The global climate change watchdog, the Intergovernmental Panel on Climate Change (IPCC), is using overly conservative language in its reporting – and therefore the threats are much greater than the Panel's reports suggest, researchers say.
Published in the journal BioScience, scientists from South Australia, England and Spain have analysed the language used in the IPCC's 2014 Fifth Assessment Report.
"We found that the main message from the reports — that our society is in climate emergency — is lost by overstatement of uncertainty and gets confused among the gigabytes of information," says lead author Dr Salvador Herrando-Pérez, from the University of Adelaide's Environment Institute and Australian Centre for Ancient DNA.
"The IPCC supports the overwhelming scientific consensus about human impact on climate change, so we would expect the reports' vocabulary to be dominated by greater certainty on the state of climate science — but this is not the case."
The IPCC assigns a level of certainty to climate findings using five categories of confidence and ten categories of probability. The team found the categories of intermediate certainty predominated, with those of highest certainty barely reaching 8% of the climate findings evaluated.

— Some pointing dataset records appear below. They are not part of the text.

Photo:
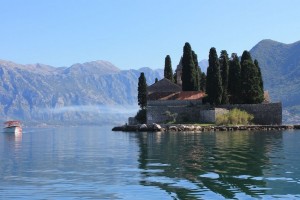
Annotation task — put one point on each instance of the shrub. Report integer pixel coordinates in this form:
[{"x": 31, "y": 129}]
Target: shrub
[
  {"x": 234, "y": 116},
  {"x": 141, "y": 116}
]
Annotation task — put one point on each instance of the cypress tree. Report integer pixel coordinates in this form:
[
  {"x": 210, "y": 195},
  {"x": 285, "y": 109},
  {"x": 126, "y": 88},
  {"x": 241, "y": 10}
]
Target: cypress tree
[
  {"x": 224, "y": 66},
  {"x": 250, "y": 89},
  {"x": 197, "y": 72},
  {"x": 168, "y": 72},
  {"x": 234, "y": 79},
  {"x": 246, "y": 56},
  {"x": 203, "y": 82},
  {"x": 142, "y": 92},
  {"x": 188, "y": 69},
  {"x": 175, "y": 77},
  {"x": 260, "y": 80},
  {"x": 213, "y": 79}
]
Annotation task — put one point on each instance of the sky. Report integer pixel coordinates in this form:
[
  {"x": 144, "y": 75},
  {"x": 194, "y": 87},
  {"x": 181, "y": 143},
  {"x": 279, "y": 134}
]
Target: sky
[{"x": 139, "y": 33}]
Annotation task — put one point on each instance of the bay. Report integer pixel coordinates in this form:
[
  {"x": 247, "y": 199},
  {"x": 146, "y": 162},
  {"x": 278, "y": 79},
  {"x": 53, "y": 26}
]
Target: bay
[{"x": 96, "y": 163}]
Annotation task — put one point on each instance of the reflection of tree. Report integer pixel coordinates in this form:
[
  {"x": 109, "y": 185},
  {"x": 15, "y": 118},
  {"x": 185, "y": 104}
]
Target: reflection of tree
[{"x": 234, "y": 158}]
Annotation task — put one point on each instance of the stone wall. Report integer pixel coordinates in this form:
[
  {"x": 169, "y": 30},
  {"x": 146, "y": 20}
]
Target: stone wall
[
  {"x": 182, "y": 111},
  {"x": 209, "y": 116},
  {"x": 264, "y": 114},
  {"x": 194, "y": 111}
]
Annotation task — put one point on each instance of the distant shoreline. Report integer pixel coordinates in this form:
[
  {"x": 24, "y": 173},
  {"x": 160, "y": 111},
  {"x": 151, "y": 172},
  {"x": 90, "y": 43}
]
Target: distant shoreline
[{"x": 199, "y": 128}]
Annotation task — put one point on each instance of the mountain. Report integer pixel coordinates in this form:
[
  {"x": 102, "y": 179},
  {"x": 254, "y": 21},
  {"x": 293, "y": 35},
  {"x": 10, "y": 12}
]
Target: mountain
[
  {"x": 92, "y": 92},
  {"x": 280, "y": 66}
]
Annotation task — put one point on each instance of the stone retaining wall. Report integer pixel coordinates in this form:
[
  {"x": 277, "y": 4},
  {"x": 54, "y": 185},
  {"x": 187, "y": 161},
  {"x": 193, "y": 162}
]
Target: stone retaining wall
[
  {"x": 264, "y": 114},
  {"x": 194, "y": 111}
]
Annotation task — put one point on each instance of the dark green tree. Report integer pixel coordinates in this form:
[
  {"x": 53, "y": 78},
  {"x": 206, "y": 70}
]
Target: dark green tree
[
  {"x": 261, "y": 83},
  {"x": 175, "y": 77},
  {"x": 197, "y": 72},
  {"x": 203, "y": 82},
  {"x": 250, "y": 89},
  {"x": 224, "y": 66},
  {"x": 142, "y": 91},
  {"x": 234, "y": 79},
  {"x": 213, "y": 80},
  {"x": 168, "y": 72},
  {"x": 189, "y": 82},
  {"x": 246, "y": 56}
]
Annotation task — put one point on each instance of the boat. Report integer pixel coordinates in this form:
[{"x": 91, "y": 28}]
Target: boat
[{"x": 12, "y": 126}]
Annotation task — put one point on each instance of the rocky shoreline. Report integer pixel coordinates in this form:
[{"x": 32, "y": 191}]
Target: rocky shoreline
[{"x": 198, "y": 128}]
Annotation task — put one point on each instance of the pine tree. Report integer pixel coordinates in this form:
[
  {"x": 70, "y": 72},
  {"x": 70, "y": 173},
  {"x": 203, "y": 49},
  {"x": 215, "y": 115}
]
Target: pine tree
[
  {"x": 188, "y": 69},
  {"x": 224, "y": 66},
  {"x": 213, "y": 80},
  {"x": 168, "y": 72},
  {"x": 142, "y": 91},
  {"x": 234, "y": 79},
  {"x": 260, "y": 80}
]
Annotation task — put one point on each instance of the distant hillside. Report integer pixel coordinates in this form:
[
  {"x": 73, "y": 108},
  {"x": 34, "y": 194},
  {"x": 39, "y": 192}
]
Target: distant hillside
[
  {"x": 280, "y": 65},
  {"x": 82, "y": 93}
]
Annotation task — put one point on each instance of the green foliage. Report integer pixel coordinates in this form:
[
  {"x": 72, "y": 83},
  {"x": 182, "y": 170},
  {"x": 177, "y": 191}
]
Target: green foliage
[
  {"x": 168, "y": 72},
  {"x": 224, "y": 66},
  {"x": 246, "y": 56},
  {"x": 171, "y": 117},
  {"x": 234, "y": 80},
  {"x": 203, "y": 82},
  {"x": 189, "y": 73},
  {"x": 251, "y": 91},
  {"x": 175, "y": 77},
  {"x": 260, "y": 82},
  {"x": 197, "y": 72},
  {"x": 213, "y": 80},
  {"x": 142, "y": 91},
  {"x": 141, "y": 116},
  {"x": 234, "y": 117}
]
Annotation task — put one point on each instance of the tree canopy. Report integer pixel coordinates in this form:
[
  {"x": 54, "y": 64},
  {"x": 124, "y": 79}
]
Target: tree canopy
[
  {"x": 142, "y": 91},
  {"x": 189, "y": 73},
  {"x": 168, "y": 72},
  {"x": 213, "y": 80}
]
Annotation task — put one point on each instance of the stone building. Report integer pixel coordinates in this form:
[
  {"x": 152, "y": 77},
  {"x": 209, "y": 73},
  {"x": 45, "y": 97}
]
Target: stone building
[{"x": 168, "y": 103}]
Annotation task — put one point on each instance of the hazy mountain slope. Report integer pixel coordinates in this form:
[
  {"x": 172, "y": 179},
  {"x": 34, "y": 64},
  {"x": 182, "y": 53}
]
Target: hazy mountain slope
[
  {"x": 280, "y": 65},
  {"x": 81, "y": 93}
]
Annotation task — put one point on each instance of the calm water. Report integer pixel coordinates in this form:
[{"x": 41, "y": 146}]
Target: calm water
[{"x": 95, "y": 163}]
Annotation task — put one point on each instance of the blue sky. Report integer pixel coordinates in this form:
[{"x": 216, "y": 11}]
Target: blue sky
[{"x": 138, "y": 33}]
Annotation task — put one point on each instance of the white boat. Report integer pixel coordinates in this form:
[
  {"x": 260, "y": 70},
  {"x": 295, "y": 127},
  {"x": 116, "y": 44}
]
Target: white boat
[{"x": 12, "y": 127}]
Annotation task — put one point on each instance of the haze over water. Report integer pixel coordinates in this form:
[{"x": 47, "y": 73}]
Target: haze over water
[{"x": 96, "y": 163}]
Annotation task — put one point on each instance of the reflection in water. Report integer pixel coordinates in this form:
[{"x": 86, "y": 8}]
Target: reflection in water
[{"x": 207, "y": 165}]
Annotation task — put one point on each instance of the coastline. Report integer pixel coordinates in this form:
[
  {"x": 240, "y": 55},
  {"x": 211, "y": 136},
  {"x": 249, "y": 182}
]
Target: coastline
[{"x": 199, "y": 128}]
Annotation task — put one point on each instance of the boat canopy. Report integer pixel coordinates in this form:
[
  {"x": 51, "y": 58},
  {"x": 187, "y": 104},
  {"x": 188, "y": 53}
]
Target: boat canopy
[{"x": 12, "y": 123}]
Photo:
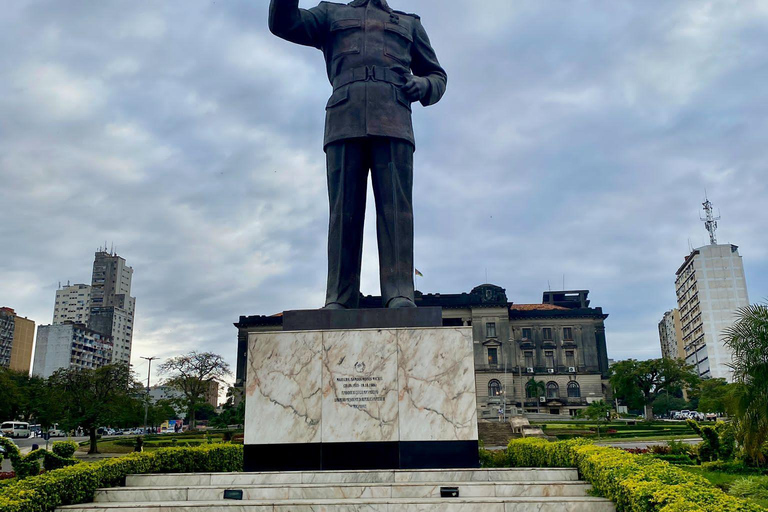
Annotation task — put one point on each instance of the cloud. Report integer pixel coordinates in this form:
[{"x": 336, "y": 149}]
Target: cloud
[{"x": 574, "y": 144}]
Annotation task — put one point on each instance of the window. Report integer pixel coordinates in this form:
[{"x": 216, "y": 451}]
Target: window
[
  {"x": 553, "y": 390},
  {"x": 531, "y": 390},
  {"x": 529, "y": 359},
  {"x": 494, "y": 388},
  {"x": 493, "y": 356}
]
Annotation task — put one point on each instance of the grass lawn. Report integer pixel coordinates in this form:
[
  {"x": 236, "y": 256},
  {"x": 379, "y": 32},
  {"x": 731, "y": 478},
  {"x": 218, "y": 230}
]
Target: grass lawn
[
  {"x": 126, "y": 444},
  {"x": 618, "y": 430}
]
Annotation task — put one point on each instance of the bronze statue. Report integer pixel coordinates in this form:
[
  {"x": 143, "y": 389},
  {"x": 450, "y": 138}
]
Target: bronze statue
[{"x": 379, "y": 61}]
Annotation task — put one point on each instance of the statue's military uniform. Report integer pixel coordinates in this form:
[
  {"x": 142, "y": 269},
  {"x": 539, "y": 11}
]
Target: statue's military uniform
[{"x": 370, "y": 52}]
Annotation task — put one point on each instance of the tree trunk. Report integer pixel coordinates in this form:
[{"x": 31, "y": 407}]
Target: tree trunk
[{"x": 94, "y": 443}]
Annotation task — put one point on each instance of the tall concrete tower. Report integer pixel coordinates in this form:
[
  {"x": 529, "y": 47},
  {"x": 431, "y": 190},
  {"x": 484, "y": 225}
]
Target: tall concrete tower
[
  {"x": 111, "y": 305},
  {"x": 710, "y": 286}
]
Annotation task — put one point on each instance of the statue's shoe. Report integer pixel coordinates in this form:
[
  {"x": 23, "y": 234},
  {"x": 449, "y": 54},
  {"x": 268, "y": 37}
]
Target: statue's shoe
[{"x": 400, "y": 302}]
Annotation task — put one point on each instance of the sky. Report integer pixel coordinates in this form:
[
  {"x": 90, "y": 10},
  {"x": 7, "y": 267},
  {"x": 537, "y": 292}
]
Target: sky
[{"x": 573, "y": 148}]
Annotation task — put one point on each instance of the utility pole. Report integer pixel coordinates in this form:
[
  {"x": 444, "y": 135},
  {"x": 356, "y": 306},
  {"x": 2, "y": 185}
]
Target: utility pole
[{"x": 146, "y": 401}]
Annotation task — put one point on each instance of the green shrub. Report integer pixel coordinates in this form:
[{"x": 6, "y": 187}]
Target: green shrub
[
  {"x": 676, "y": 459},
  {"x": 494, "y": 458},
  {"x": 64, "y": 449},
  {"x": 750, "y": 487},
  {"x": 77, "y": 484},
  {"x": 635, "y": 483},
  {"x": 734, "y": 467}
]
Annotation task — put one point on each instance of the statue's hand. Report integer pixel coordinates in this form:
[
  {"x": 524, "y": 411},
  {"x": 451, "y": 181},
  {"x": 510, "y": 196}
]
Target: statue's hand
[{"x": 416, "y": 88}]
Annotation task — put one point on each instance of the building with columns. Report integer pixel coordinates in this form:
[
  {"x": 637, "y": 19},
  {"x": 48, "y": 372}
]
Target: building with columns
[{"x": 559, "y": 343}]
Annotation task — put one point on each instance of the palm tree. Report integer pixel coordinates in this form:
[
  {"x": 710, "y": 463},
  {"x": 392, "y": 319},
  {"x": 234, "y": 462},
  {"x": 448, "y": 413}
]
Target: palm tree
[{"x": 748, "y": 340}]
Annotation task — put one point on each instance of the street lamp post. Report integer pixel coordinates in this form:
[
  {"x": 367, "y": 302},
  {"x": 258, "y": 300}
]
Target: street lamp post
[{"x": 146, "y": 400}]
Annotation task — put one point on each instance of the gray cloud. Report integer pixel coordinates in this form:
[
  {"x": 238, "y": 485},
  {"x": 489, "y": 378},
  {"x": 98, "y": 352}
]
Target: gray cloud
[{"x": 575, "y": 141}]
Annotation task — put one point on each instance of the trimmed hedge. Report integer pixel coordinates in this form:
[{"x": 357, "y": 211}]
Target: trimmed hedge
[
  {"x": 78, "y": 484},
  {"x": 634, "y": 483}
]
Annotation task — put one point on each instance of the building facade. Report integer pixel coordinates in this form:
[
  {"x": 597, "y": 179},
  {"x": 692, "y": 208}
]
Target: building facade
[
  {"x": 536, "y": 358},
  {"x": 710, "y": 286},
  {"x": 17, "y": 336},
  {"x": 671, "y": 335},
  {"x": 73, "y": 304},
  {"x": 111, "y": 307},
  {"x": 70, "y": 345}
]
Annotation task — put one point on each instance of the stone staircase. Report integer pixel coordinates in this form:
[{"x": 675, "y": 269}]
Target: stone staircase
[
  {"x": 486, "y": 490},
  {"x": 495, "y": 433}
]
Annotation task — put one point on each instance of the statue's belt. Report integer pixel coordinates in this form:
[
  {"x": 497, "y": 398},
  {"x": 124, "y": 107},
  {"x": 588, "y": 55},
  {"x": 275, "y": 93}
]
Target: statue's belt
[{"x": 366, "y": 73}]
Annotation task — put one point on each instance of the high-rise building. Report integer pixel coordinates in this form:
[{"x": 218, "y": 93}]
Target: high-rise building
[
  {"x": 111, "y": 305},
  {"x": 710, "y": 287},
  {"x": 17, "y": 335},
  {"x": 671, "y": 335},
  {"x": 72, "y": 304},
  {"x": 70, "y": 345}
]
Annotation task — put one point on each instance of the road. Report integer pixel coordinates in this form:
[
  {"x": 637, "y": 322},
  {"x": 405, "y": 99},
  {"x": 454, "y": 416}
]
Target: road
[{"x": 25, "y": 446}]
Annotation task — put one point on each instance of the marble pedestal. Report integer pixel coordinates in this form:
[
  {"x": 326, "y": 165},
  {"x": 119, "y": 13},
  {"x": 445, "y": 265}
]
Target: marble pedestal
[{"x": 394, "y": 398}]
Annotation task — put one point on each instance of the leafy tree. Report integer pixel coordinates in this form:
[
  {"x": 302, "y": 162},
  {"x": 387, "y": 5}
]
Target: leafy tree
[
  {"x": 715, "y": 395},
  {"x": 639, "y": 383},
  {"x": 748, "y": 340},
  {"x": 230, "y": 414},
  {"x": 599, "y": 412},
  {"x": 191, "y": 374},
  {"x": 665, "y": 403},
  {"x": 205, "y": 411},
  {"x": 92, "y": 398}
]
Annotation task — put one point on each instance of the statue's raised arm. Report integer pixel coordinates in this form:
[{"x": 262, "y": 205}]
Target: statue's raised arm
[{"x": 301, "y": 26}]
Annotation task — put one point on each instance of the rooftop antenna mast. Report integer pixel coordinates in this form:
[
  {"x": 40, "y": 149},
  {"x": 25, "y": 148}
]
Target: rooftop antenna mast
[{"x": 710, "y": 220}]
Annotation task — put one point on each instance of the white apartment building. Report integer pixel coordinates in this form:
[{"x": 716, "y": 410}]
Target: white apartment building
[
  {"x": 671, "y": 335},
  {"x": 72, "y": 304},
  {"x": 69, "y": 346},
  {"x": 710, "y": 286}
]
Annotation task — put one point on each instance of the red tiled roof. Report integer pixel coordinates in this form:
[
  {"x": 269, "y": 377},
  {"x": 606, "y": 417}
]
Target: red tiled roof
[{"x": 537, "y": 307}]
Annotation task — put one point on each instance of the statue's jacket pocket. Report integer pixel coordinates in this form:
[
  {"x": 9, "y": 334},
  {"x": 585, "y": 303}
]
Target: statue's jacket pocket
[
  {"x": 397, "y": 42},
  {"x": 345, "y": 37}
]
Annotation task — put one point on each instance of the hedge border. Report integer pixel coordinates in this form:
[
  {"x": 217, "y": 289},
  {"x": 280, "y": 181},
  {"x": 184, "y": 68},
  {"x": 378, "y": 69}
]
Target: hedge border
[
  {"x": 78, "y": 484},
  {"x": 634, "y": 483}
]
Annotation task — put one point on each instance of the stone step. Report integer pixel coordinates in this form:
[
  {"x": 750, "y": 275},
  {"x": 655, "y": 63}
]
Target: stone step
[
  {"x": 508, "y": 504},
  {"x": 376, "y": 476},
  {"x": 343, "y": 491}
]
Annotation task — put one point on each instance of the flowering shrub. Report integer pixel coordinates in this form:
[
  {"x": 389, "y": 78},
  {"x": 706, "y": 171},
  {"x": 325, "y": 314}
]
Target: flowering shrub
[
  {"x": 634, "y": 483},
  {"x": 78, "y": 483}
]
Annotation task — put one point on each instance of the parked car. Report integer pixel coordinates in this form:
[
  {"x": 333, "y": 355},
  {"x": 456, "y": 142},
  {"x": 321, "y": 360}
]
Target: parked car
[{"x": 15, "y": 429}]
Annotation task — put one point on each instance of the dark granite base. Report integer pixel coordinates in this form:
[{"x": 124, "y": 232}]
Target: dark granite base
[
  {"x": 325, "y": 319},
  {"x": 361, "y": 456}
]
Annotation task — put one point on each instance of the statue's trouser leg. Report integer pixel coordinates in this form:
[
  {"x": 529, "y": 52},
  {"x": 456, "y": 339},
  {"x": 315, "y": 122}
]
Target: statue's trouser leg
[
  {"x": 392, "y": 179},
  {"x": 347, "y": 182}
]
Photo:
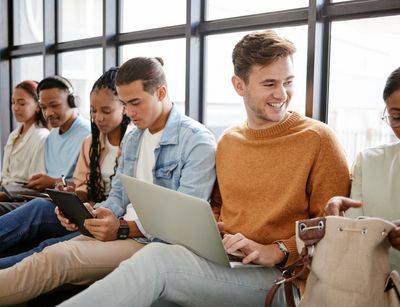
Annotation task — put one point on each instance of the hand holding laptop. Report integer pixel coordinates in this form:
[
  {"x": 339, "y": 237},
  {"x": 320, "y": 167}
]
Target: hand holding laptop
[{"x": 253, "y": 252}]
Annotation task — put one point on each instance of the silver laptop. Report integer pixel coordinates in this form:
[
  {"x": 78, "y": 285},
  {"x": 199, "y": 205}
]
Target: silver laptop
[{"x": 177, "y": 218}]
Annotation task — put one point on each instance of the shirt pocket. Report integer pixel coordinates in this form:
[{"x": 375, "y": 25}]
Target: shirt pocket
[{"x": 167, "y": 170}]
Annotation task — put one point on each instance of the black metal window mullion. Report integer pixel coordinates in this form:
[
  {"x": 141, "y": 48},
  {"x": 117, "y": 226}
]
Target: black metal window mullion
[{"x": 194, "y": 76}]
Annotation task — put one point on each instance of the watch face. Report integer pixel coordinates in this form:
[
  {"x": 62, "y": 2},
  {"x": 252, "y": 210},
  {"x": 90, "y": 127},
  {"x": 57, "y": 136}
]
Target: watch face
[{"x": 123, "y": 232}]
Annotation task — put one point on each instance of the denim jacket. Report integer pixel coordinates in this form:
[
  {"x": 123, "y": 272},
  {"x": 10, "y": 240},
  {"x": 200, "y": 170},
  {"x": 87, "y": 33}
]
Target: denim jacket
[{"x": 184, "y": 161}]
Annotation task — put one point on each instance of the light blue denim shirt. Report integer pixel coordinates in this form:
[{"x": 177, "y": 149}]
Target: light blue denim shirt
[{"x": 184, "y": 161}]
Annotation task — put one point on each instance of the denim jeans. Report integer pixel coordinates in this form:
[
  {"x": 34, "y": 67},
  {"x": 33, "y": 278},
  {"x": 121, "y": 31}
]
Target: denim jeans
[
  {"x": 34, "y": 221},
  {"x": 174, "y": 274}
]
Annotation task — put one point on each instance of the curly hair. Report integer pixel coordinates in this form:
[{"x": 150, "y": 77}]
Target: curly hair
[
  {"x": 259, "y": 48},
  {"x": 392, "y": 84},
  {"x": 95, "y": 185}
]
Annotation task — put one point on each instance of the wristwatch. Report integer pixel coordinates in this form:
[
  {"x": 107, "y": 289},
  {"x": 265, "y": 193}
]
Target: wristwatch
[
  {"x": 284, "y": 250},
  {"x": 123, "y": 230}
]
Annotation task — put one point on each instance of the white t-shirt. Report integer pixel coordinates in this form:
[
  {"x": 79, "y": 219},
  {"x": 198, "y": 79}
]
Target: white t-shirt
[
  {"x": 107, "y": 167},
  {"x": 144, "y": 167},
  {"x": 375, "y": 182}
]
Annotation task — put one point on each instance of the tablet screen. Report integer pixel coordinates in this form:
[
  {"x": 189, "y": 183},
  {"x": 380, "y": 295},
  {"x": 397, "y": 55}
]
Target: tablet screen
[{"x": 72, "y": 207}]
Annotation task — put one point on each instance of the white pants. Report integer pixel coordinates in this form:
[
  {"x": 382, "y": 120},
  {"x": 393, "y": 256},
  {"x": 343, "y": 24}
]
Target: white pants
[{"x": 173, "y": 273}]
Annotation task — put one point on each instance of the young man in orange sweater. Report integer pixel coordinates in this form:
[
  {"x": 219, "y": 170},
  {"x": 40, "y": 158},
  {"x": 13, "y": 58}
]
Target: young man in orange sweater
[{"x": 274, "y": 169}]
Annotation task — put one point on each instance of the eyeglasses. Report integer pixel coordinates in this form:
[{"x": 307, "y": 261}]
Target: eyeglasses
[{"x": 391, "y": 120}]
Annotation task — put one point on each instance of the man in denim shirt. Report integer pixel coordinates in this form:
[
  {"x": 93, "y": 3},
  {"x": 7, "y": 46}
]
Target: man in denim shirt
[{"x": 167, "y": 148}]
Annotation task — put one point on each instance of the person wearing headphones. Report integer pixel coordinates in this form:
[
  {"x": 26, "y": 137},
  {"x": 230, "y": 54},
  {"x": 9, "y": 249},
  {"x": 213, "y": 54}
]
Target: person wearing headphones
[{"x": 62, "y": 146}]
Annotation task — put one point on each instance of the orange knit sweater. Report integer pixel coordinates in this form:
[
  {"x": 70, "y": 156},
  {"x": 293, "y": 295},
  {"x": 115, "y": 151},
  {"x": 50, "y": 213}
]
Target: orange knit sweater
[{"x": 272, "y": 177}]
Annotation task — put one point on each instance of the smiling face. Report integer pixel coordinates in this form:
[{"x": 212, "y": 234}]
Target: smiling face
[
  {"x": 143, "y": 108},
  {"x": 24, "y": 107},
  {"x": 267, "y": 93},
  {"x": 55, "y": 108},
  {"x": 106, "y": 110},
  {"x": 393, "y": 110}
]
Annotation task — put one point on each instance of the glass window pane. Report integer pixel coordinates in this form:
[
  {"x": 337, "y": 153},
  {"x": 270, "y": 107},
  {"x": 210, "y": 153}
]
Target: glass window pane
[
  {"x": 82, "y": 68},
  {"x": 217, "y": 9},
  {"x": 151, "y": 14},
  {"x": 28, "y": 21},
  {"x": 173, "y": 54},
  {"x": 27, "y": 68},
  {"x": 224, "y": 106},
  {"x": 364, "y": 53},
  {"x": 80, "y": 19}
]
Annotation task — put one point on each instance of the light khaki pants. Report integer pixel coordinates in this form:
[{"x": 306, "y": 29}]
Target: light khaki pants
[{"x": 81, "y": 260}]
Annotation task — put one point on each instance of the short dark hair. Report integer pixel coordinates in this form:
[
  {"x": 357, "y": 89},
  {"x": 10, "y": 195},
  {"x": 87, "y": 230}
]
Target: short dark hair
[
  {"x": 259, "y": 48},
  {"x": 56, "y": 82},
  {"x": 148, "y": 70},
  {"x": 106, "y": 80},
  {"x": 392, "y": 84}
]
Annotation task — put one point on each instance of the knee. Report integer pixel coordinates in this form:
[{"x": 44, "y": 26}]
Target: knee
[
  {"x": 158, "y": 256},
  {"x": 42, "y": 206}
]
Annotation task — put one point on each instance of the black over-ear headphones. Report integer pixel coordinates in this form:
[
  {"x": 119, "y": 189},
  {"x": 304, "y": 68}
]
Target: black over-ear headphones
[{"x": 47, "y": 83}]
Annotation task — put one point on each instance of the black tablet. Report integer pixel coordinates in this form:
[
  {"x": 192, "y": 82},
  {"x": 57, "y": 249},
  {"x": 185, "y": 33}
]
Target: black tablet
[{"x": 72, "y": 207}]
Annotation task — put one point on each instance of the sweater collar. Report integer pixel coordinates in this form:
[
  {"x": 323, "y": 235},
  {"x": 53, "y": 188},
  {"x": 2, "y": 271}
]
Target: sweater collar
[{"x": 273, "y": 130}]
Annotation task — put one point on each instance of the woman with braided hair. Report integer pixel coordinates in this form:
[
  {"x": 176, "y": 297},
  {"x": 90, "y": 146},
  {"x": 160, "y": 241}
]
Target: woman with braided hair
[
  {"x": 36, "y": 220},
  {"x": 98, "y": 158}
]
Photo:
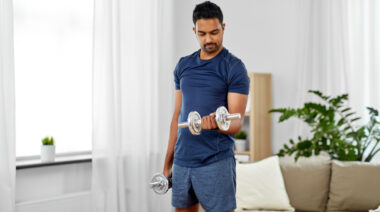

"The accumulation of uncertainty across all elements of the climate-change complexity means that the IPCC tends to be conservative," says co-author Professor Corey Bradshaw, Matthew Flinders Fellow in Global Ecology at Flinders University's College of Science and Engineering.
"The certainty is in reality much higher than even the IPCC implies, and the threats are much worse."
Along with experts from the University of Bristol and Spanish National Research Council, the experts say the IPCC reports should incorporate a clear connection between the certainty of thousands of scientific findings and the certainty that humans are vastly altering the Earth's climate.
The scientists recommend a new IPCC working group of communication specialists to oversee the language and effective dissemination, and convey the message accurately.
"Our evolutionary history tells us Earth will ultimately survive more aridity, more hurricanes, more floods, more sea-level rise, more extinctions and degraded ecosystems, but our society as we know it today might not unless we clearly articulate the magnitude of the threat it poses," says Dr Herrando-Pérez.
"Uncertainty is to science what the score is to music — but it's a two-edged sword: what the IPCC and the majority of the scientific community regard as a paradigm of rigour and transparency is exactly what the 'merchants of doubt' put forward as a weakness.
"However, climatic uncertainties are nothing but an expression of the climate risks we face, and should inspire action rather than indifference."